Cuomo has said the state needs upwards of 140,000 beds and currently has around 50,000 and is way short of ventilators. The government has sent four mobile hospitals with thousands of beds and is moving a US navy hospital ship also; likewise for ventilators, 4,000 on the way from the national stockpile.

New York’s medical facilities are under unprecedented pressure with new coronavirus infections doubling every three days, Cuomo said. NYC hospitals have seen a 10-fold increase in positive cases, officials have said.

US authorities are now also focusing on preventing New Yorkers fleeing to safety elsewhere in the country and people who travelled to New York City recently from spreading the virus. “For anyone in the New York metropolitan area who has travelled, our task force is encouraging you to monitor your temperature, be sensitive to symptoms,” vice-president Mike Pence, who heads the Trump administration’s coronavirus task force, said at a briefing. “And we are asking anyone who has travelled out of the New York City metropolitan area to anywhere else in the country to self isolate for 14 days.”

Two leading medical experts on the task force had first made that case at the briefing, citing high incidence of new cases and the danger of travellers and New Yorkers leaving city for their own safety, carrying it to other areas. And that there have been cases that suggested infected people have left the city.

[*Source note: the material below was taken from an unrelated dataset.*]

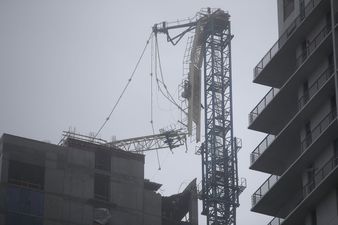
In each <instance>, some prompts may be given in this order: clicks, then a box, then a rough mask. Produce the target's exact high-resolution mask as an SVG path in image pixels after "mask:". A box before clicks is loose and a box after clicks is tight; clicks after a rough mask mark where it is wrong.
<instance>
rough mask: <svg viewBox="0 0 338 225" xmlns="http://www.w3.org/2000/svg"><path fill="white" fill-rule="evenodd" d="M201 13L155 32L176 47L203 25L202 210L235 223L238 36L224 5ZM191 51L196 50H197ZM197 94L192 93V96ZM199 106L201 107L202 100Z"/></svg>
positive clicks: (237, 196) (220, 222)
mask: <svg viewBox="0 0 338 225" xmlns="http://www.w3.org/2000/svg"><path fill="white" fill-rule="evenodd" d="M198 15H199V16H198V17H197V19H196V20H195V21H192V22H191V21H189V22H188V23H185V24H177V25H173V26H168V25H167V24H166V23H162V24H157V25H155V26H154V27H153V31H154V32H155V34H156V33H158V32H160V33H165V34H166V35H167V40H168V41H170V42H171V43H172V44H174V45H175V44H177V42H178V41H180V40H181V38H182V37H183V36H184V35H185V34H186V33H188V32H189V31H192V30H194V29H195V32H197V29H199V31H198V32H201V33H200V36H201V40H200V45H201V50H200V52H199V53H198V54H201V56H202V57H203V58H202V59H203V68H201V65H202V64H201V65H200V68H199V69H200V70H201V71H203V81H204V82H203V83H204V116H205V118H204V138H205V140H204V142H203V143H202V145H201V148H200V154H201V158H202V191H201V195H200V196H201V199H202V201H203V210H202V214H203V215H206V217H207V224H208V225H236V208H237V207H238V206H239V201H238V196H239V194H240V193H241V192H242V191H243V187H242V186H241V185H239V184H238V171H237V151H238V150H239V148H240V147H241V146H240V145H239V142H238V139H236V138H235V137H234V134H233V110H232V74H231V73H232V71H231V39H232V38H233V35H232V34H231V26H230V15H229V14H228V13H226V12H224V11H222V10H219V9H217V10H214V11H212V10H210V9H207V11H202V12H200V13H199V14H198ZM199 26H200V27H199ZM179 28H185V30H183V31H182V32H181V33H179V34H178V35H176V36H174V37H171V36H170V34H169V30H172V29H179ZM195 38H196V35H195ZM192 54H197V53H196V52H192ZM193 57H194V56H193ZM193 57H191V58H193ZM195 67H196V66H195ZM189 73H190V75H191V74H195V75H196V74H198V73H196V72H192V71H191V68H190V71H189ZM190 75H189V76H190ZM197 80H198V79H197ZM194 85H196V79H195V81H194V82H192V81H191V76H190V77H189V81H188V86H189V87H191V86H192V87H193V86H194ZM199 85H200V84H199ZM197 90H198V89H197ZM200 91H201V90H200ZM193 94H194V93H190V94H189V95H188V96H191V95H193ZM190 100H191V99H189V101H190ZM195 110H196V109H195ZM198 110H201V107H200V102H199V109H198ZM188 114H189V113H188ZM188 121H189V119H188Z"/></svg>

Anthony Fauci, the director of the National Institute of Allergy and Infectious Disease and a member of the task force, added that self-isolation for these people was necessary “because we don’t want that to be another seeding point to the rest of the country, wherever they go”.

Stay-at-home orders are in effect in 17 states, covering 175 million people – more than a third of the population of the US – to slow down the spread of the coronavirus.